Railroad Yardmasters of America
- Merged: United Transportation Union
- Founded: 2 December 1918
- Dissolved: 1 October 1985
- Headquarters: Columbus, Ohio
- Location: United States;
- Affiliations: AFL–CIO

= Railroad Yardmasters of America =

Union that represented yardmasters in the United States

The Railroad Yardmasters of America (RYA) was a union that represented yardmasters in the United States from 1912 until its merger with the United Transportation Union in 1985 which later became the SMART Union in 2014.

==Foundation==
The Railroad Yardmasters of America was organized on 2 December 1918 to handle abuses by railroad management. Membership was open to "any male white person of good moral character actually employed as general yardmaster, assistant general yardmaster, yardmaster, assistant yardmaster, and station masters." The first national convention was held in December 1918. The union had its headquarters in Columbus, Ohio. The union was independent, not affiliated with the American Federation of Labor.

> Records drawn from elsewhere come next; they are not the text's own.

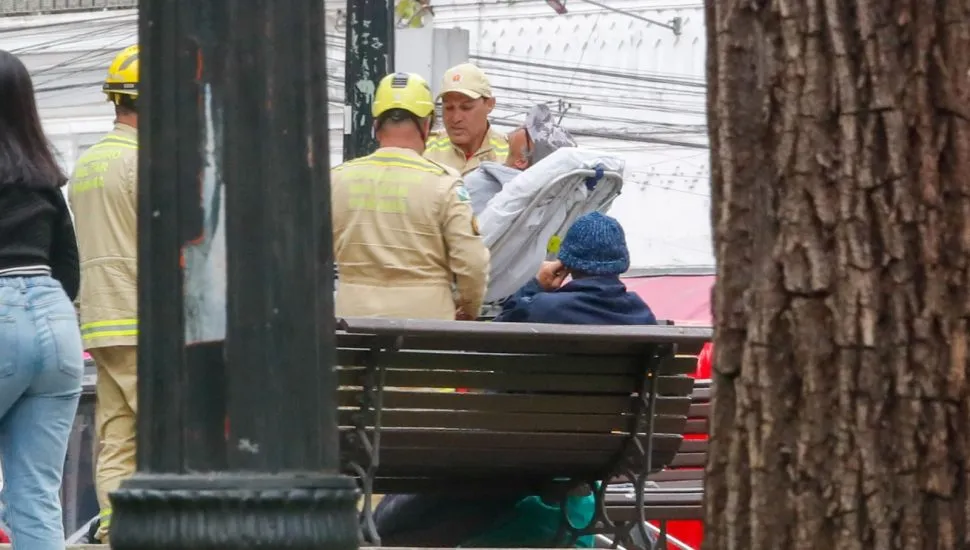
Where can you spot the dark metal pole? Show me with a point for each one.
(237, 429)
(369, 57)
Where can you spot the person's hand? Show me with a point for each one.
(551, 275)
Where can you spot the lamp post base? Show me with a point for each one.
(237, 511)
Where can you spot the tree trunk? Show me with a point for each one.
(840, 169)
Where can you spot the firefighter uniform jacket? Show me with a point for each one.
(404, 233)
(102, 193)
(439, 148)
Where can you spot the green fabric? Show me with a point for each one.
(534, 524)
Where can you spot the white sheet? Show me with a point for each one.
(541, 202)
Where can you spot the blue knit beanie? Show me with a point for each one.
(595, 245)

The union aimed for a universal eight-hour work day with two days of rest each month and an annual two-week vacation. It also sought improved wages and working conditions. The union's bylaws gave it the power to levy assessments for unspecified purposes, saying the executive board could "levy assessments upon all the members affected when in its opinion such assessments are necessary."

==History==
By 1921 the union had about 8,500 members, about three quarters of all yardmasters in the United States. A general railway strike was called for 1 November 1921. The grand president of the Railroad Yardmasters of America, J.L. Cone said the members of his union would stay on the job. Yardmasters on the Southern Pacific Railroad organized in 1938 and joined the Railroad Yardmasters of America in 1941. Twelve years later they withdrew and formed the independent Western Railway Supervisors Association, which merged with the Transportation-Communications Union in 1983.

The union was one of 26 in the United States that limited its membership to white men through its constitution or rituals.

In 1950 there were a series of disputes between the railroads and yard employees in connection with the 40-hour week. That year the government seized the railroads. The government's Railway Labor Act Emergency Board ruled on 15 June 1950 in favor of the 40-hour basic work week, overtime pay for work in excess of 40 hours, and other improvements. When the railroad owners rejected this John R. Steelman, the President's representative, defined a proposed settlement that included wage increases and cost of living adjustments. The Railroad Yardmasters of America, Railroad Yardmasters of North America and the Switchmen's Union of America agreed to settle with some railroads based on the Steelman formula effective 1 October 1950, but other operating unions held out.

In Railroad Yardmasters of America v Robert O. Harris (1983) the union challenged the authority of the National Mediation Board on the basis that it had no quorum,
establishing the "Yardmasters exception", which came to be used in other labor relations cases.

==Dissolution==
In 1985 the RYA voted to affiliate with the United Transportation Union. The merger took effect on 1 October 1985.